Chester Courant - Tuesday 26 October 1841
  WRECK of an outward bound Ship, URANIA. On Thursday morning, 7th inst, the Ship Urania went out of port for New South Wales, with 276 emigrants on board, and at about 11 p.m. (the pilot having left her) she struck on the West Hoyle Bank; owing to the darkness of the night, she was not observed until day-break the following morning, at which time a most tremendous wind was blowing from the N.E. with heavy rain, which continued until eight o'clock, when the weather partially cleared up. Mr. Sherwood, the superior Officer of the Customs at Hoylake, immediately sent out the life-boat to render assistance, giving directions to the captain of the boat to hoist the flag as soon as he got alongside, should he require more assistance. As soon as the vessel reached the Urania, the signal was given, and Mr. Sherwood lost not a moment in manning four fishing boats, accompanying them in his own large boarding boat. By the most persevering and sure-mitted[sic] exertions, the whole of the passengers and crew were, by half-past four p.m., safely landed at Hoylake, without the least accident occurring to any individual...

Liverpool Standard and General Commercial Advertiser - Friday 15 October 1841
  Reports from the Marine Surveyor, and the keepers of the Point of Ayr and Hoylake life-boats, were read, detailing the circumstances of the loss of the Urania, on the 7th instant, as described in the Standard. Great praise was given to the conduct of the crews. The total number of persons saved was 277. The reports were ordered to be entered on the books.

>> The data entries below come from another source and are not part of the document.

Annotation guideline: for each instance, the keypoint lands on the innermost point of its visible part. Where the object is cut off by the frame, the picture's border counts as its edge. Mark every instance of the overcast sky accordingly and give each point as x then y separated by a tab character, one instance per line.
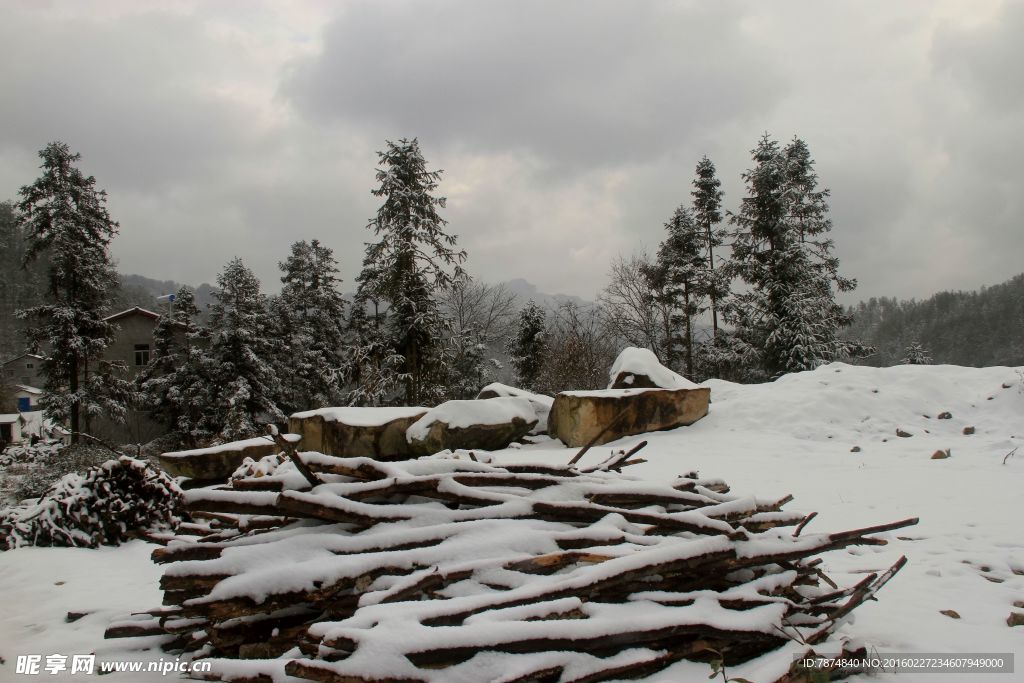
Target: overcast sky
567	131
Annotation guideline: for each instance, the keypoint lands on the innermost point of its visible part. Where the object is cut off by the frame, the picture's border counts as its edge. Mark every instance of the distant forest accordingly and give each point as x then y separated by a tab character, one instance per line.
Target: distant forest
976	329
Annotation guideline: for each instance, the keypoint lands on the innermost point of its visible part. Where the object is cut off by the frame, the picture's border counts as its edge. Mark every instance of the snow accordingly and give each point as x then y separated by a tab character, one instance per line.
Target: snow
643	361
361	417
230	445
462	414
794	436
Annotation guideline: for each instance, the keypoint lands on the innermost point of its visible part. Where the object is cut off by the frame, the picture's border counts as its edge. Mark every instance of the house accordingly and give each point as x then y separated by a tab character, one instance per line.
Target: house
131	348
26	398
26	369
132	344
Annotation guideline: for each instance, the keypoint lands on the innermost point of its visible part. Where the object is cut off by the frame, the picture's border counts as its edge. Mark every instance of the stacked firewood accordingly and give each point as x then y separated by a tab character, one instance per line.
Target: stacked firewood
449	568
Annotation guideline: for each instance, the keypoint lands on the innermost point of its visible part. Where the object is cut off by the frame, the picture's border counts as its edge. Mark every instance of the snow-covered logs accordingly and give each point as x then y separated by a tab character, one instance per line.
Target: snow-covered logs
442	568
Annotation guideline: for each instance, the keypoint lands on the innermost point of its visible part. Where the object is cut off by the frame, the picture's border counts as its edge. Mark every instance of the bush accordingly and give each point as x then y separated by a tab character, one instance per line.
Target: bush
107	505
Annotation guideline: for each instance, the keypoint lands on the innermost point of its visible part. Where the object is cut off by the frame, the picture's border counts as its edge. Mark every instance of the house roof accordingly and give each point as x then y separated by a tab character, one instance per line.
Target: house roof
24	355
135	310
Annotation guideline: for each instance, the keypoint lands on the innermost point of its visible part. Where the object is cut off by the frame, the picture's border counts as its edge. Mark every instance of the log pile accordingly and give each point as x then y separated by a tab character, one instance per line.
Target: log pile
334	568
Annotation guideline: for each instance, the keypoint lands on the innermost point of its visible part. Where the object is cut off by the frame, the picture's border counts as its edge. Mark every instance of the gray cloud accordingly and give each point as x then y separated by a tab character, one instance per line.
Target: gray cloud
567	131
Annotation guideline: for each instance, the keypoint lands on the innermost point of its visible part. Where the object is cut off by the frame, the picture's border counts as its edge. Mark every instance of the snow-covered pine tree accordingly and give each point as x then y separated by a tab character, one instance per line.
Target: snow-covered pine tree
372	371
528	347
413	259
790	312
177	385
916	354
681	280
245	346
312	312
708	215
65	217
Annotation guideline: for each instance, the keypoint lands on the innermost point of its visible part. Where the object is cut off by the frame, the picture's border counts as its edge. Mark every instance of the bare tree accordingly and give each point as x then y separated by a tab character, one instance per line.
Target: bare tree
581	348
487	311
629	307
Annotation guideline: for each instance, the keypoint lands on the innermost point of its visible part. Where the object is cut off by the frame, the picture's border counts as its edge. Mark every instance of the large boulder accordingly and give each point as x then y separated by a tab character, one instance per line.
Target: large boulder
350	432
540	402
639	369
217	462
578	418
487	425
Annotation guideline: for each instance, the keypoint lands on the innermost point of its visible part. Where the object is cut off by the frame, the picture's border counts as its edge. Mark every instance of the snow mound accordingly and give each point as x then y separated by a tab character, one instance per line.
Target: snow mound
107	505
361	417
634	360
464	414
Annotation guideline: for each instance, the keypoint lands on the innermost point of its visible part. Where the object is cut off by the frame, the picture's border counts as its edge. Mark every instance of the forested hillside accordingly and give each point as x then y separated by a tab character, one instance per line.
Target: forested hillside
977	329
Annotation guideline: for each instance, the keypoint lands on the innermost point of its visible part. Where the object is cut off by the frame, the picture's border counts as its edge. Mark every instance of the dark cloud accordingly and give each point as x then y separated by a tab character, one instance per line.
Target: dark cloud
568	131
574	83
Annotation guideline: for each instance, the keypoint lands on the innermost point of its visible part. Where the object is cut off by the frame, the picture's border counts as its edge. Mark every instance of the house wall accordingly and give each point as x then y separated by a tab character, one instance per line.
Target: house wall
25	370
133	330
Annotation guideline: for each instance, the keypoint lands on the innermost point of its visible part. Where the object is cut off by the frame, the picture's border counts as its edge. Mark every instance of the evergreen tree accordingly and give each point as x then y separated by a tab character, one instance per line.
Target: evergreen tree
528	347
681	280
244	347
414	258
64	216
708	215
371	368
916	355
177	387
779	249
312	313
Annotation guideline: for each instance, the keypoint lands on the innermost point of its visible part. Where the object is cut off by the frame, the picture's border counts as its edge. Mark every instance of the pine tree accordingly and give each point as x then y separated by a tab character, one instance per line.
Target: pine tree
528	347
177	385
915	354
244	347
371	369
779	249
414	258
681	280
312	313
708	214
65	217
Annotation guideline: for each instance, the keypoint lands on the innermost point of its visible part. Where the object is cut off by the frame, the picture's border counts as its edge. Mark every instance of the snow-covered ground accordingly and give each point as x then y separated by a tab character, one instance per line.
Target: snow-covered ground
797	436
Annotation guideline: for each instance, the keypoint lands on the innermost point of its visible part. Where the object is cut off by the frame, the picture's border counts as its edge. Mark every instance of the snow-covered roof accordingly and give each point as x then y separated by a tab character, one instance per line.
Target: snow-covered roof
135	310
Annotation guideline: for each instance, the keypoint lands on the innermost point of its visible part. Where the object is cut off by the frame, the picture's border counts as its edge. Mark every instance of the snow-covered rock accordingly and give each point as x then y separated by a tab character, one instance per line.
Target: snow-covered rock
356	432
541	403
487	425
639	369
217	462
579	418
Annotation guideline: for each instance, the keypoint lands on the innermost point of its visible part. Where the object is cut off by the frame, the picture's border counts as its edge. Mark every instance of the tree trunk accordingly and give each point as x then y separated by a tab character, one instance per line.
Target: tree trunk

Shipping and Mercantile Gazette - Friday 15 October 1841
  MOSTYN Oct. 13: We reported in our paper yesterday the loss of the Urania. The following is the report as by our correspondent:
  Robert Beck, life-boat man, Point of Ayr, informs us that the ship Urania, from Liverpool for Sydney N.S.W. went on the West Hoyle Bank night of the 7th inst. She had 280 emigrant passengers on board whose lives were all providentially saved by the life-boats stationed in the neighbourhood but we are sorry to learn that their little alls[sic] were totally lost. We are also sorry to state that the mate of Robert Beck's life-boat was knocked overboard by the boom of life-boat, and was drowned. The ship was a total wreck, but it is said a few articles will be saved. Another vessel is being got ready to take the unfortunate passengers on to their destination.

Liverpool Standard and General Commercial Advertiser - Friday 03 December 1841
  The Dock Committee [who paid for the lifeboat service] in a meeting in December 1841 stated: The widow of a man belonging to the Point of Ayr lifeboat, who had been unfortunately drowned whilst going to a wreck, was presented with £10.